ダイキン工業、東急、東急レクリエーション、東急不動産の4社は、国土交通省の補助事業のもと、東京・渋谷エリアで「まちなかにおける屋外クールダウンプロジェクト」を2025年7月より開始する。屋外用エアコンなどを活用した「クールスポット」の設置と、空調室外機の緑化を組み合わせ、都市の深刻な暑熱問題に対する新たな解決策を探る。

屋外エアコンと緑化の相乗効果で、環境負荷なく街を冷やす試み。
近年、全国的に猛暑日が頻発し、都市部におけるヒートアイランド現象は市民生活や経済活動の大きな課題となっている。屋外での快適性が損なわれ、熱中症リスクが高まる中、抜本的な対策が求められていた。この状況を受け、ダイキン工業と東急グループなどは、人々が屋外でも快適に過ごせる街づくりを目指し、先進的な実証実験に乗り出す。
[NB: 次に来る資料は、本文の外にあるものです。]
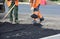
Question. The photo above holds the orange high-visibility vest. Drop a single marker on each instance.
(35, 3)
(10, 1)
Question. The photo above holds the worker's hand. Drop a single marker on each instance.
(32, 8)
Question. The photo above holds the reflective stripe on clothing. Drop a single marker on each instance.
(35, 3)
(10, 1)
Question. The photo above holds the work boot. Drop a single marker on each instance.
(41, 19)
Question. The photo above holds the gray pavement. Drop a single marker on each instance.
(51, 24)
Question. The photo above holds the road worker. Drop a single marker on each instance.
(36, 13)
(10, 4)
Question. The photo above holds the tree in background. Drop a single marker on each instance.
(54, 0)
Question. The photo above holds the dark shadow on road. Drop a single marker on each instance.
(24, 31)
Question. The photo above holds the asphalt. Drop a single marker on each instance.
(26, 30)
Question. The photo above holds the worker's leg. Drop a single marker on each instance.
(16, 13)
(40, 16)
(37, 12)
(11, 16)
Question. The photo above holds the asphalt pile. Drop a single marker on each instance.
(24, 31)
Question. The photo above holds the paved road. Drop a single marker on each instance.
(25, 30)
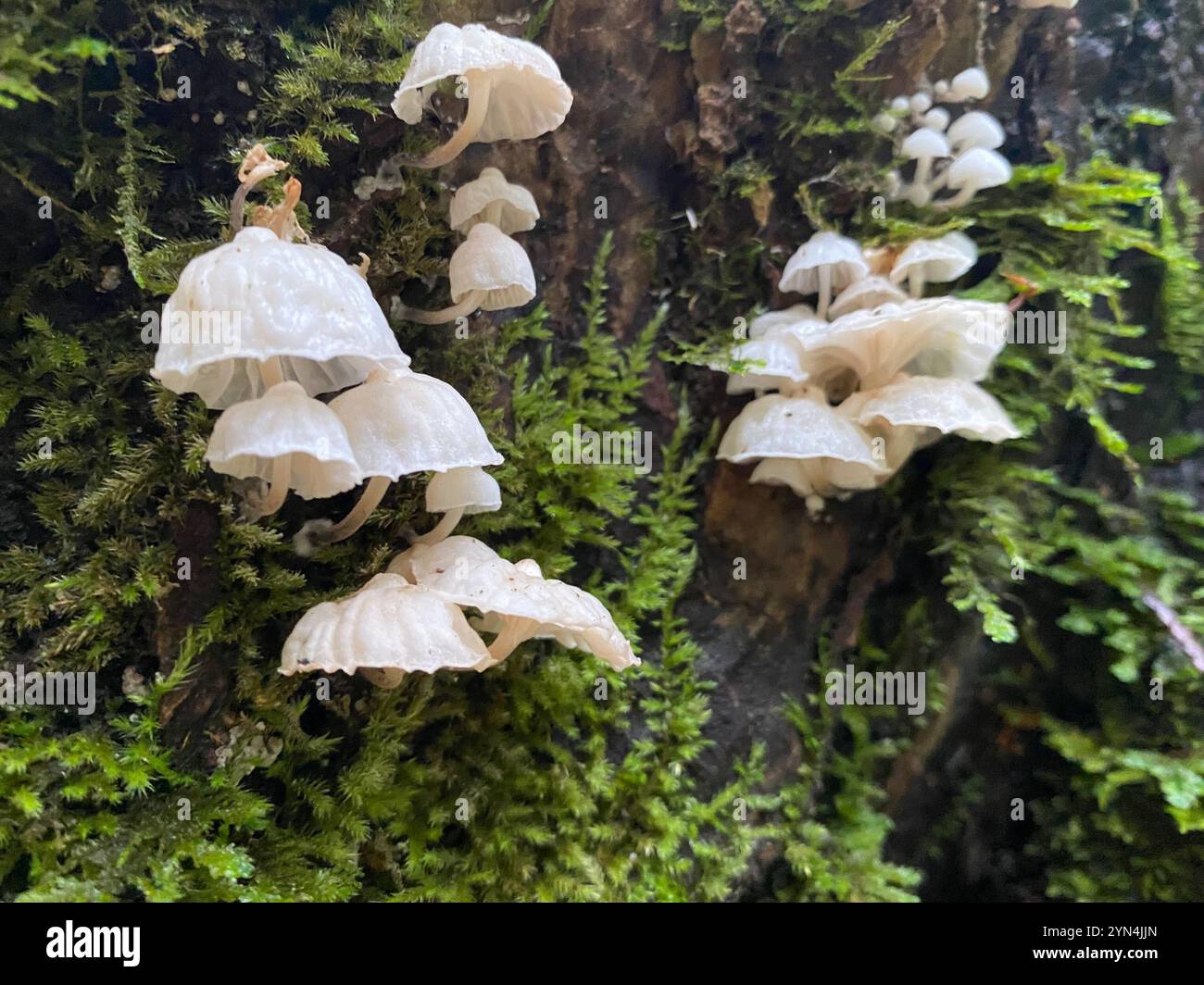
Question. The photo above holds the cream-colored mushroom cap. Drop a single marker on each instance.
(837, 253)
(950, 405)
(389, 624)
(935, 336)
(400, 423)
(466, 572)
(492, 199)
(285, 423)
(868, 293)
(473, 491)
(270, 297)
(526, 94)
(492, 261)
このプロジェクトでは、渋谷区立北谷公園や渋谷サクラステージといった人が集まる場所に、ダイキンの屋外用エアコン「アウタータワー」やミスト装置を組み合わせたクールスポットを設置。熱中症予防の指標となる暑さ指数(WBGT値)を効果的に低下させ、利用者の行動変容を分析する。クールスポットが人々の滞在時間や回遊性に与える影響を把握し、快適な都市空間創出の知見を得る狙いだ。
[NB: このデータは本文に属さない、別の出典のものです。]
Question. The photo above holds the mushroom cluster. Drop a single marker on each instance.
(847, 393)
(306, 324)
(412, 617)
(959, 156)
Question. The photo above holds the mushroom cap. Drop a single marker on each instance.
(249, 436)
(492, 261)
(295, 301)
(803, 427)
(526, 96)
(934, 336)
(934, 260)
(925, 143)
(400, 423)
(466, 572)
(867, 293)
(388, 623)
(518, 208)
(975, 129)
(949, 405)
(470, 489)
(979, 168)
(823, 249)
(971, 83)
同時に、東急不動産が管理するビルの屋上などでは、空調室外機の周囲をサツマイモの葉で覆う「芋緑化」を実施。葉の日陰効果と蒸散作用によって室外機周辺の温度上昇を抑え、空調の運転効率を改善する。この省エネ効果でクールスポットの消費電力を相殺し、環境負荷を増やさずに街のクールダウンに挑戦する。こうした一連の取り組みで得られるデータは、快適性向上と省エネを両立させる手法の確立に繋がる。気候変動への適応策が急務となる中、この渋谷での挑戦は他の自治体やデベロッパーにとっても貴重な先行事例になりそうだ。本実験の成果は、全国の都市開発に活かせるガイドラインとして、持続可能な社会の実現に貢献することが期待される。